Europe’s broad FTSEurofirst 300 index dropped 0.20% to 1,416.57.
Meanwhile, the dollar index rose 0.63%.
“Investors are exiting some of the more economically sensitive sectors of the market and going back to the old stalwarts of tech, where you get reliable growth,” Arone said of the rise in tech shares.
Somber economic numbers earlier in the day in Europe, including euro zone data pointing to a faltering recovery, doused stock market gains in Asia overnight, and also caused the euro to recoil further from recent peaks.
The loss of momentum came after fresh numbers painted a muted economic outlook, with purchasing managers’ index releases from France and Germany as well as the wider euro zone falling short of expectations.
“The survey contains some strong evidence that the recovery has slowed in August, particularly in the services sector,” said Moritz Degler, senior economist at Oxford Economics.
The euro fell 0.61% to $1.1787 and also ended down for the week, after seven weeks of gains against the dollar.
U.S. Treasury yields declined for the week, showing the preference for safe-havens.
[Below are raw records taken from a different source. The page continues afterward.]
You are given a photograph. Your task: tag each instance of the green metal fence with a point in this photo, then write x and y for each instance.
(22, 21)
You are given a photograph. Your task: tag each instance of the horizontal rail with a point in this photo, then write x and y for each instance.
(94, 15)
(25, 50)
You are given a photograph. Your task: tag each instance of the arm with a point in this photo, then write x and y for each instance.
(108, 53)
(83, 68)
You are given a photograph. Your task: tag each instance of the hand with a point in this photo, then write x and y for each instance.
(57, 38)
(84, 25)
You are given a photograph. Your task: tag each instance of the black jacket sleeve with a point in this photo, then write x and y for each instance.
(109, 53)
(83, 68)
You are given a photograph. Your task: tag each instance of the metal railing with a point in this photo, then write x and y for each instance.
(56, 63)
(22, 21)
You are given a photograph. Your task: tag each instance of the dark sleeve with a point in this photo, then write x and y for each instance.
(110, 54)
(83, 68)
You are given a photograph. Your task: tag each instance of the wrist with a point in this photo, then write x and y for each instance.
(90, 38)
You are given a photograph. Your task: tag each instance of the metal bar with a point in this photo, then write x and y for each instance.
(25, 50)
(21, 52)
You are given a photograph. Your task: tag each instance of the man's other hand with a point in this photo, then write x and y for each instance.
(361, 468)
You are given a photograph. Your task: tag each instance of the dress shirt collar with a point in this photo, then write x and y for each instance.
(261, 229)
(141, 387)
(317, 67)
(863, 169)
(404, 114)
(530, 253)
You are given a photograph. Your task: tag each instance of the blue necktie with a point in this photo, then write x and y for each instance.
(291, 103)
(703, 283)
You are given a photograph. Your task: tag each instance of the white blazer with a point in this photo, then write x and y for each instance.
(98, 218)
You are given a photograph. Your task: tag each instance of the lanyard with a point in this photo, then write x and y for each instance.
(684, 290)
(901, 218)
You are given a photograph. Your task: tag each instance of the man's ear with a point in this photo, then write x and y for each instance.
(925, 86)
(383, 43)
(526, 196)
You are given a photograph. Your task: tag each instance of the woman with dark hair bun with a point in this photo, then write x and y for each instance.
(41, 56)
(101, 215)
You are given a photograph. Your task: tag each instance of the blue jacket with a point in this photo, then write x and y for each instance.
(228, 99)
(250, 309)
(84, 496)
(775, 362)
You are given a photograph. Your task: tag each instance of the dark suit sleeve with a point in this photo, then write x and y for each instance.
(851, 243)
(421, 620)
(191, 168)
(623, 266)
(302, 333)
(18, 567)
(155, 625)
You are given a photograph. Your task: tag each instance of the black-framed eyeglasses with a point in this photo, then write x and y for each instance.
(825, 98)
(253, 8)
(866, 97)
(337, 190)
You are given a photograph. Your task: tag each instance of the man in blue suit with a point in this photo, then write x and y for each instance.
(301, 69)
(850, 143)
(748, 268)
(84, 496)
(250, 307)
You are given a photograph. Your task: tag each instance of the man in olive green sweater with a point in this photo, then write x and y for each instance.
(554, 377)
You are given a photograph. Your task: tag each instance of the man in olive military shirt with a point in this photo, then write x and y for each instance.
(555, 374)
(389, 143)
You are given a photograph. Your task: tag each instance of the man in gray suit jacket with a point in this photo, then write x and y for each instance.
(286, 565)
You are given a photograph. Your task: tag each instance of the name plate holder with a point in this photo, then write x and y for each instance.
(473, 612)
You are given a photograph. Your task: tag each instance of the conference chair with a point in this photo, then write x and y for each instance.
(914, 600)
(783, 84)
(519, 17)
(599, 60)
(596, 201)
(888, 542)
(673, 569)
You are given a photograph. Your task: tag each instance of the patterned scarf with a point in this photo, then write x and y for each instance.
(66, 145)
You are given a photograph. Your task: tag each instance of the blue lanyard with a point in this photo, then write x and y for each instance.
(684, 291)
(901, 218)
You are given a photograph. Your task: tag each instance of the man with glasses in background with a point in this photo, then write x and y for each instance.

The shift short-circuited last week’s rally and resumed the downtrend that has largely prevailed all year.
Analysts pointed to rising coronavirus infection numbers having tempered economic activity. On Thursday, France experienced a post-lockdown record in new infections, while countries across the region imposed fresh travel restrictions.
Europe’s troubles weighed more heavily on oil, which lost about 1% on Friday on concerns about the global economic recovery, renewed coronavirus lockdowns and rising crude supplies.
Brent crude futures settled at $44.35 a barrel, down 55 cents, or 1.2%. U.S. West Texas Intermediate (WTI) crude futures settled at $42.34 a barrel, falling 86 cents, or 1.1%.
Brent fell about 1% for the week, while WTI saw a weekly rise of nearly 1%.
Spot gold dropped 0.3% to $1,937.69 an ounce. U.S. gold futures fell 0.12% to $1,934.60 an ounce.